Xylitol is a sugar-free sweetener that is frequently used in chewing gum, candies, baked goods, chewable vitamins, and other products typically marketed as sugar-free, no sugar added, and naturally sweetened. These products are helpful for people trying to cut down on their sugar intake, but xylitol is poisonous to your dog.
Because it is widely used as a sugar substitute in a variety of products that may be accessible to your dog, care must be taken to ensure your dog does not ingest products that contain xylitol. Read on to find out more.
What Products Contain Xylitol?
Because xylitol is beneficial in its use with humans, we are seeing more and more items daily that contain some measure of it. Xylitol is contained in many foods that are safe for diabetics, like baked pies, cakes, and muffins. These desserts are advertised as sugar-free and also include types of ice cream. Other products that may contain xylitol are:
■ Sugarless gum brands like Trident, Orbit and Ice Breakers
■ Cough medicine
■ Artificial sweetener that can be added to baked goods in place of sugar
■ Mints and sugarless candy
■ Toothpaste and mouthwash
■ Dietary supplements
■ Smoking cessation gum
■ Some peanut and nut butters
Why is Xylitol Dangerous to my Dog?
Unfortunately, common household items may be left lying around your home because you are unaware of the dangers to your dog. More and more products contain xylitol. The incidence of toxicity from a canine ingesting something containing the sweetener has risen by the thousands per year annually since 2014when records were first kept by the ASPCA-Animal Poison Control Center.
Xylitol causes a massive release of insulin from the pancreas. This causes blood sugar levels to plummet, resulting in hypoglycemia, which if left untreated, can result in death. As well, the consumption of Xylitol can lead to liver failure and death if toxicity is not treated and supportive care provided quickly.
Pet owners should be aware that xylitol is often marketed under other names. If an item is described as low calorie, low carb, or safe for sugar-controlled diets, read the label carefully to verify the ingredients. Other terms to look out for are reduced sugar and naturally sweetened.
What are the Signs of Xylitol Poisoning in Dogs?
Symptoms of xylitol toxicity include weakness and lethargy, vomiting, tremors, loss of coordination, staggering, and seizures. Diarrhea and collapse may also be seen. These signs may appear immediately or within 12-24 hours after ingestion of xylitol. Sometimes, liver failure occurs without hypoglycemia preceding it.
Even a small amount of the sweetener, such as that contained in gum or candy, can be harmful or even kill a dog, depending on the dog's size. If your dog ingests xylitol, veterinary treatment is essential. Xylitol is absorbed very rapidly. Don't take a chance and wait for symptoms to start; it may be too late to save your dog.
Transport your dog to a veterinarian where blood work can be conducted to check blood sugar levels and liver function. Supportive care and monitoring will be conducted, which will include IV fluids, blood sugar monitoring, and medication to protect the liver and address hypoglycemia. With prompt treatment, most dogs will recover, but if liver failure has begun the prognosis is less certain.
How Can I Protect my Dog From Xylitol Poisoning?
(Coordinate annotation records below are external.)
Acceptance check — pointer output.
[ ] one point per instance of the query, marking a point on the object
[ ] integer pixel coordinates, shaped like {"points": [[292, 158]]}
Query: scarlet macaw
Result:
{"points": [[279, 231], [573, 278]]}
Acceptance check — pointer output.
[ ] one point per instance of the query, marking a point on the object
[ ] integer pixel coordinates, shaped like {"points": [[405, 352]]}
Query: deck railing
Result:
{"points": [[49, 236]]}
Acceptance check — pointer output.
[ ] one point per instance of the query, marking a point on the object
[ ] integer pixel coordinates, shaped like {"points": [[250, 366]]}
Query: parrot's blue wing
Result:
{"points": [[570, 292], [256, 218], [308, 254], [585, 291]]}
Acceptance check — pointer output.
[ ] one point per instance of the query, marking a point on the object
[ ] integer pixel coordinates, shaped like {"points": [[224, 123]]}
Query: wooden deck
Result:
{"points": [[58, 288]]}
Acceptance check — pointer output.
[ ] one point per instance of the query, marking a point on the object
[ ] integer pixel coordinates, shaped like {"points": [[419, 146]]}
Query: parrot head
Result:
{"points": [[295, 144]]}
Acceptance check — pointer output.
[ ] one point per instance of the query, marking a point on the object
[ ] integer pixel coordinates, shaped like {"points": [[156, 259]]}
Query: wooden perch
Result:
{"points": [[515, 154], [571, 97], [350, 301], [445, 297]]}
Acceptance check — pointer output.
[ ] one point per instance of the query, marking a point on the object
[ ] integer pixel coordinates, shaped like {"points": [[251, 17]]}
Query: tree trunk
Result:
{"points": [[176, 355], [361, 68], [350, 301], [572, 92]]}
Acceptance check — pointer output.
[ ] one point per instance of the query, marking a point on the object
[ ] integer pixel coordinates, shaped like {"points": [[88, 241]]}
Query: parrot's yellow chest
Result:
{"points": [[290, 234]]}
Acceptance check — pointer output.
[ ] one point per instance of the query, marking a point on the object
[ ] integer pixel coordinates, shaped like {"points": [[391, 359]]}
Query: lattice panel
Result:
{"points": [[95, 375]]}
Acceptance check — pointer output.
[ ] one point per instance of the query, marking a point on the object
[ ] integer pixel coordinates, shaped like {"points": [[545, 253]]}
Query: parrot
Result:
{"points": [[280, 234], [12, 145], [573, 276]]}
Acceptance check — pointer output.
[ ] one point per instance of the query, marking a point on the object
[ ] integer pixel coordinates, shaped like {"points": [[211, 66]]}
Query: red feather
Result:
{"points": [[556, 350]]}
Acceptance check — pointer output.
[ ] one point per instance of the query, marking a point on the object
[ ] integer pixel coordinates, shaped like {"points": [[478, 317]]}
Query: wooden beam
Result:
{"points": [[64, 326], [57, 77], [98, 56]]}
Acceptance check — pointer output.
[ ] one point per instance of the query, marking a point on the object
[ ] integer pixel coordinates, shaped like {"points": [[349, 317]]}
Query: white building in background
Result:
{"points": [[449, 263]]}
Pet owners should take precautions to prevent xylitol poisoning. Be sure to check ingredients on sugarless products and avoid products with xylitol. Other sugar-free products made with sorbitol are considered safe for dogs. If having products containing xylitol is necessary for someone in your home, keep them out of your dog's reach and in secure containers. Toothpaste can contain xylitol, so when brushing your dog’s teeth, always use toothpaste formulated for dogs, not human toothpaste.
You should always be aware of what ingredients consumable products in your home contain. Many products that are safe for people can be deadly to your dog. Ensure that your furry buddy only ingests products that are appropriate for dogs by keeping consumables not intended for your companion out of reach.